Wednesday, January 22, 2014

Florida Baptist Conv hit with $12.5mil judgment in sex abuse case

The Florida Baptist Convention plans to appeal a jury's decision to award $12.5 million in damages in a lawsuit claiming Baptist officials didn't check far enough into the background of a church planter convicted in 2007 of sexually abusing a 13-year old boy.
 Bob Allen of Associated Baptist Press has the story on this: Florida Baptists to appeal abuse award.
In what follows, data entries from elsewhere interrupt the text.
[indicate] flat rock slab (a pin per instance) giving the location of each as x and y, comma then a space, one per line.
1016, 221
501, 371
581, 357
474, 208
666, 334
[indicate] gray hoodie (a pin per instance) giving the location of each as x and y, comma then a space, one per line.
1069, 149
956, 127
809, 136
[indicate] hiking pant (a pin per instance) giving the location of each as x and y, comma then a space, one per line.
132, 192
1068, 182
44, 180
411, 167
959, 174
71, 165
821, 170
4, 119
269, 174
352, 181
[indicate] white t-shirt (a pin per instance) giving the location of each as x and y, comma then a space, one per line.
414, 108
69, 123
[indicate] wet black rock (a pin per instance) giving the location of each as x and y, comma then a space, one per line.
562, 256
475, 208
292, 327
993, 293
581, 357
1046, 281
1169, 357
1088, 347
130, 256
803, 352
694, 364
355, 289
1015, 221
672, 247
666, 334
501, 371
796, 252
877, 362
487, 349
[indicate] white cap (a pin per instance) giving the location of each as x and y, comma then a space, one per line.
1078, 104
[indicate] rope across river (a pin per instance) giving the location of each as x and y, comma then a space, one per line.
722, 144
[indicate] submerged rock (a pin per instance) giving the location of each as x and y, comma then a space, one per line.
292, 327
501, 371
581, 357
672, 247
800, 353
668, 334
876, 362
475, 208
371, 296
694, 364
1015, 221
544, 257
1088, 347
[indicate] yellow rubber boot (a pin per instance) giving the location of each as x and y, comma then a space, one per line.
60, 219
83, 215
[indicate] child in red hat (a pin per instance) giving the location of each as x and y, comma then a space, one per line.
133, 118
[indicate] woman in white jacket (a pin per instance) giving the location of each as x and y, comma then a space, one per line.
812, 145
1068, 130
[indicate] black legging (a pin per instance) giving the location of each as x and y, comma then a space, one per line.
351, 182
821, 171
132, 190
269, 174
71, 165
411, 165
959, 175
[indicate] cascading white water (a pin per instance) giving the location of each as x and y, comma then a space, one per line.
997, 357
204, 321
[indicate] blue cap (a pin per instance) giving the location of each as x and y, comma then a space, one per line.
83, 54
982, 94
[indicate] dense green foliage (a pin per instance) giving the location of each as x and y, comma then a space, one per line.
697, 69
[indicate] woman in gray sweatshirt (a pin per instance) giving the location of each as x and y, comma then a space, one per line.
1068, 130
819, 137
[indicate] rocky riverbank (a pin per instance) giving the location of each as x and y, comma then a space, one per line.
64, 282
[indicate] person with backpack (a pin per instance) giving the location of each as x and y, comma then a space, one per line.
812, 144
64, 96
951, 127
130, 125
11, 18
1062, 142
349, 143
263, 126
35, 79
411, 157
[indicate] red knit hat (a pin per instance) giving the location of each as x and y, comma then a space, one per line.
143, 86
He has done more to publicize sex abuse in churches than any other Baptist I know of.

Baptist Press almost never carries stories involving sex abuse in SBC churches or involving SBC entities but they used the Florida Baptist Witness article on this one: Fla. convention to appeal jury judgment.
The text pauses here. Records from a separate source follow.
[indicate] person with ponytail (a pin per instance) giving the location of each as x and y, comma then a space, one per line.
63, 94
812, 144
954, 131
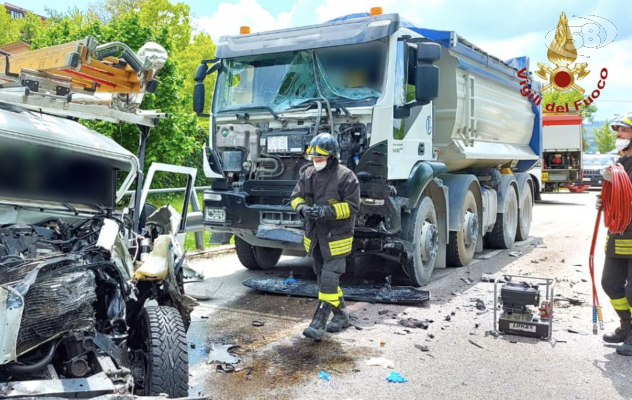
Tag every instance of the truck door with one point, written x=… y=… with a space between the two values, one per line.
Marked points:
x=411 y=140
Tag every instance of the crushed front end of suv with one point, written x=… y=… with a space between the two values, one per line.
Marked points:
x=82 y=316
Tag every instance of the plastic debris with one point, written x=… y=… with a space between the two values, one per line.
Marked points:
x=219 y=353
x=422 y=347
x=381 y=362
x=395 y=377
x=323 y=375
x=290 y=279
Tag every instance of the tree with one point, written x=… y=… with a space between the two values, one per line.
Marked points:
x=605 y=138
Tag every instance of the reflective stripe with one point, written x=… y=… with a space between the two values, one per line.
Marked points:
x=342 y=210
x=330 y=298
x=306 y=243
x=340 y=247
x=296 y=201
x=620 y=304
x=321 y=151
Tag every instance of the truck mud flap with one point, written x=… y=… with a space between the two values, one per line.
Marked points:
x=369 y=294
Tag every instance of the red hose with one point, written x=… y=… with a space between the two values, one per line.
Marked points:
x=616 y=200
x=616 y=204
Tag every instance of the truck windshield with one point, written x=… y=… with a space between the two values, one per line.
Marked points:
x=285 y=80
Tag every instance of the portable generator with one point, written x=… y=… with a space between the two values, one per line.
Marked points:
x=526 y=308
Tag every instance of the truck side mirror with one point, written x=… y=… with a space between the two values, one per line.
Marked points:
x=426 y=73
x=198 y=89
Another jury in May 2012 found the Florida Baptist Convention liable for running criminal, credit and background checks but neglecting to check references before helping Myers plant two now-defunct churches with training, financial aid and what the lawsuit termed implied endorsement by reporting news of his endeavor in the Baptist state newspaper.
The perp in the case was an officially sanctioned church planter for the Florida Baptist Convention who received funding, insurance, and other institutional support from the FBC and was working in an area where he was given office space by the local association. He started two churches there before he was convicted in 2012 of abusing a child.The damages were awarded after a second trial, completed this month.

I wrote on the original case back in 2012.

There are three things important about this case, aside from the main issue of children being abused by a miscreant Southern Baptist minister.

1. Local church autonomy and connectionalism is in jeopardy

It has long been the position, rightly so in my view, that associations, state conventions, and the SBC cannot be held liable for the acts of ministers hired, supervised, and fired by any of the almost 50k local SBC churches and missions. The Florida jury found the state convention to have liability because they failed to check the abuser's references and former places of service.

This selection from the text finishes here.